Konkret gilt für die Mitwirkungspflicht von Beschäftigten bei Fortsetzungserkrankungen Folgendes:

  • Sind Beschäftigte innerhalb der Zeiträume des § 3 Absatz 1 Satz 2 Nr. 1 und Nr. 2 des Entgeltfortzahlungsgesetzes länger als 6 Wochen arbeitsunfähig erkrankt, müssen sie darlegen, dass keine Fortsetzungserkrankung besteht. Das kann z. B. durch eine ärztliche Bescheinigung geschehen.
  • Bestreitet der Arbeitgeber die neue Erkrankung trotzdem, müssen die Arbeitnehmer:innen Tatsachen vortragen, die den Schluss erlauben, es habe eine Fortsetzungserkrankung bestanden. In der Regel müssen sie den behandelnden Arzt hierzu auch von dessen Schweigepflicht entbinden.
  • Kann die Frage der Fortsetzungserkrankung trotzdem nicht abschließend geklärt werden, geht das zulasten des Arbeitgebers. Der Arbeitgeber trägt am Ende also die Beweislast. Der Arbeitgeber profitiert von der Mitwirkungspflicht der Beschäftigten demnach nur dann, wenn die Aufklärung unter Hinzuziehung des behandelnden Arztes eine Fortsetzungserkrankung ergibt.

Nun zurück zu unserer Frage: Laufen Arbeitgeber, die ihre Beschäftigten nicht in die Pflicht nehmen, um diese Aufklärung zu betreiben, Gefahr, Ausschlussfristen zu verpassen?

In seinem gerade veröffentlichten Urteil vom 31.03.2021 (Az.: 5 AZR 197/20) hat das Bundesarbeitsgericht diese Frage mit Nein beantwortet. Nach Meinung des Bundesarbeitsgerichts beginnt der Lauf von Ausschlussfristen in solchen Fällen grundsätzlich erst mit dem Zugang des Schreibens der Krankenkasse. Eine Ausnahme von diesem Grundsatz kann es laut BAG dann geben, wenn der Arbeitgeber Kenntnis von Umständen hat, aus denen sich konkrete Anhaltspunkte für eine Fortsetzungserkrankung ergeben. 
 
Das Urteil des Bundesarbeitsgerichts war kein Selbstläufer. Die Vorinstanz, das Landesarbeitsgericht Hamm, war noch der Auffassung, dass der Arbeitgeber verpflichtet gewesen wäre, bei der Arbeitnehmerin nachzufragen, ob eine Fortsetzungserkrankung vorliegt.
 
Fortsetzungserkrankungen sind allerdings nur eine Fallgruppe, in der die Frage aufkommen kann.
Die andere Fallgruppe ist der sogenannte einheitliche Verhinderungsfall
Über den einheitlichen Verhinderungsfall und den wichtigen Unterschied zwischen einer Fortsetzungserkrankung und einem einheitlichen Verhinderungsfall hatten wir immer wieder, zuletzt in unserem Newsletter vom 08.04.2020, berichtet.

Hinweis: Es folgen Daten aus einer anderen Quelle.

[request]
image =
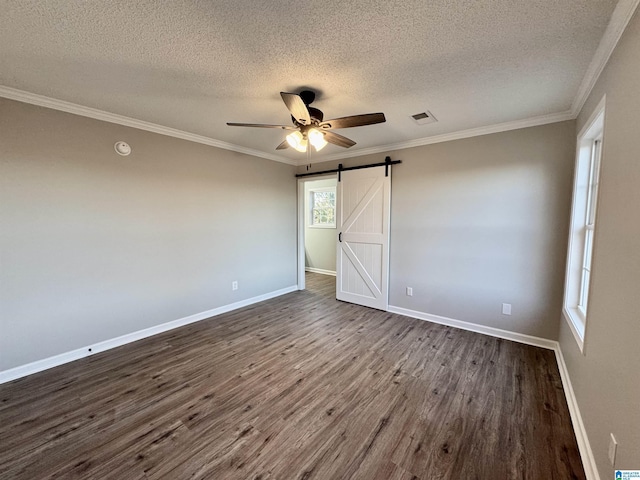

Der Unterschied zwischen einer Fortsetzungserkrankung und einem einheitlichen Verhinderungsfall besteht kurz gesagt darin, dass es beim einheitlichen Verhinderungsfall konkrete Anhaltspunkte dafür gibt, dass der Arbeitgeber keine Lohnfortzahlung mehr schuldet, weil ein zeitlicher Zusammenhang zwischen den einzelnen Krankheitszeiträumen besteht.

Unseres Erachtens wirkt sich dieser Unterschied auch in Bezug auf die Einhaltung von Ausschlussfristen aus. Soll sagen: Arbeitgeber, die zahlen, obwohl Indizien für einen einheitlichen Verhinderungsfall vorliegen, sind selbst schuld. Bei ihnen läuft die Ausschlussfrist unseres Erachtens schon mit der Bezahlung und nicht erst mit der Mitteilung der Krankenkasse, auf die viele Arbeitgeber übrigens lange warten können, da viele Krankenkassen den einheitlichen Verhinderungsfall noch nicht kennen.
Das gilt natürlich erst recht in Fällen, in denen der einheitliche Verhinderungsfall nicht nur indiziert ist, sondern offensichtlich vorliegt. Offensichtlich ist der einheitliche Verhinderungsfall dann, wenn sich schon die Arbeitsunfähigkeitsbescheinigungen zeitlich überlappen oder nahtlos aneinander anschließen.